As a pediatrician in Northern Colorado, one condition I diagnose and treat every day is otitis media — the medical name for an ear infection. I am not alone, concern for an ear infection is the leading reason children visit the doctor. By age 3, 80% of children will have had at least one ear infection. While still quite prevalent, the rate of otitis media has declined in the last two decades.
The biggest reason for this decline has been the introduction of the Prevnar vaccine which provides immunity to 13 strains of Streptococcus pneumoniae, the most common bacteria in ear infections and pneumonias. Another reason for the decline is a change in physician diagnosis and treatment standards for otitis media. Many mild ear infections are now watched instead of treated and self-resolve. This “watchful waiting” approach has decreased the use of antibiotics, an important public health measure to reduce the risk of selecting for antibiotic-resistant strains of bacteria. A third reason is that rates of cigarette smoking in children’s homes has been in a steady decline over this same period. Exposure to tobacco smoke is a risk factor for the development of ear infections.
Even with these reductions in risk we still see ear infections every day at Pediatric Associates of Northern Colorado. What is the process that leads these infections? There are heritable factors that account for about 60% of the risk and that is borne out from our clinical experience. Parents of children with frequent ear infections often report that they got a lot of ear infections in their early childhood, too. This heritable component is related to the particular anatomy of the eustachian tube in children. This is the anatomic structure that connects the middle ear with the nasopharynx. Younger children all have a narrower eustachian tube and in addition, some have more narrow or twisty rather than straight eustachian tubes which they inherit from their ear infection prone parents.
What happens next is that the child catches a viral upper respiratory tract infection and this triggers the body’s immune response. The inflammatory chemicals secreted by the immune system cells, called cytokines, cause fever and swelling of the membranes in the nose and throat. They also cause increased mucous production.
The swelling causes the already narrow infant or toddler’s eustachian tube to close further and the increased mucous in the middle ear gets trapped. When this fluid becomes seeded by bacteria from the nose and mouth travelling upward through the eustachian tube, they start bacterial colony in the middle ear fluid — Infection!.

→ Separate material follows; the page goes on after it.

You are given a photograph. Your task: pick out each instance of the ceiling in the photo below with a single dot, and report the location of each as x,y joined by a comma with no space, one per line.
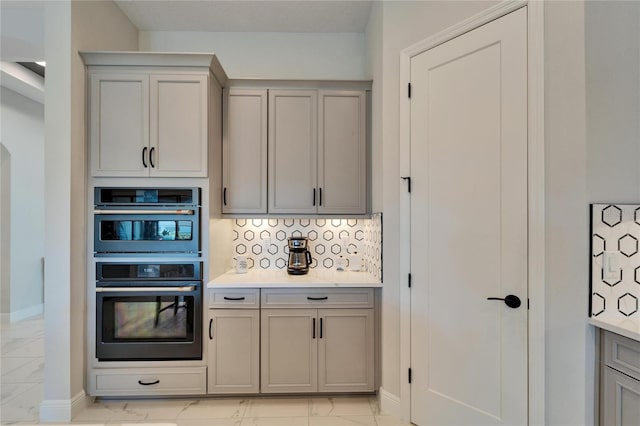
307,16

Once the middle ear effusion gets infected by these bacteria, the symptoms of an ear infection start to become apparent. The growth of bacteria in this closed space creates increased pressure and this causes pain in the affected ear. The body’s inflammatory response goes into overdrive with the new, more serious infection, and fever increases.
Left untreated, the immune response may clear the infection on its own. On the way to this, the pressure may increase enough that the eustachian tube opens up allowing the middle ear fluid to drain out. Usually, though, the eardrum bursts from the pressure first. This relieves the pain and drains the infected fluid.
Antibiotics have only been available since the late 1940s. Before this time, purposeful rupture of the tympanic membrane by a pediatrician was one of the common treatments for otitis media. We now advocate a “watchful waiting” approach for 24 – 48 hrs after an ear infection is discovered to give some time for natural drainage via the eustachian tube to occur. If pain and fever persist, however, the child is started on an antibiotic to treat the infection.
I hope that this detailed description of the pathophysiology of ear infections sheds a little light on how pediatricians think about these common infections and will help parents to recognize when their child might be starting to show signs of otitis media. We’ve come a long way from the 1940s in our understanding and treatment of this common disorder.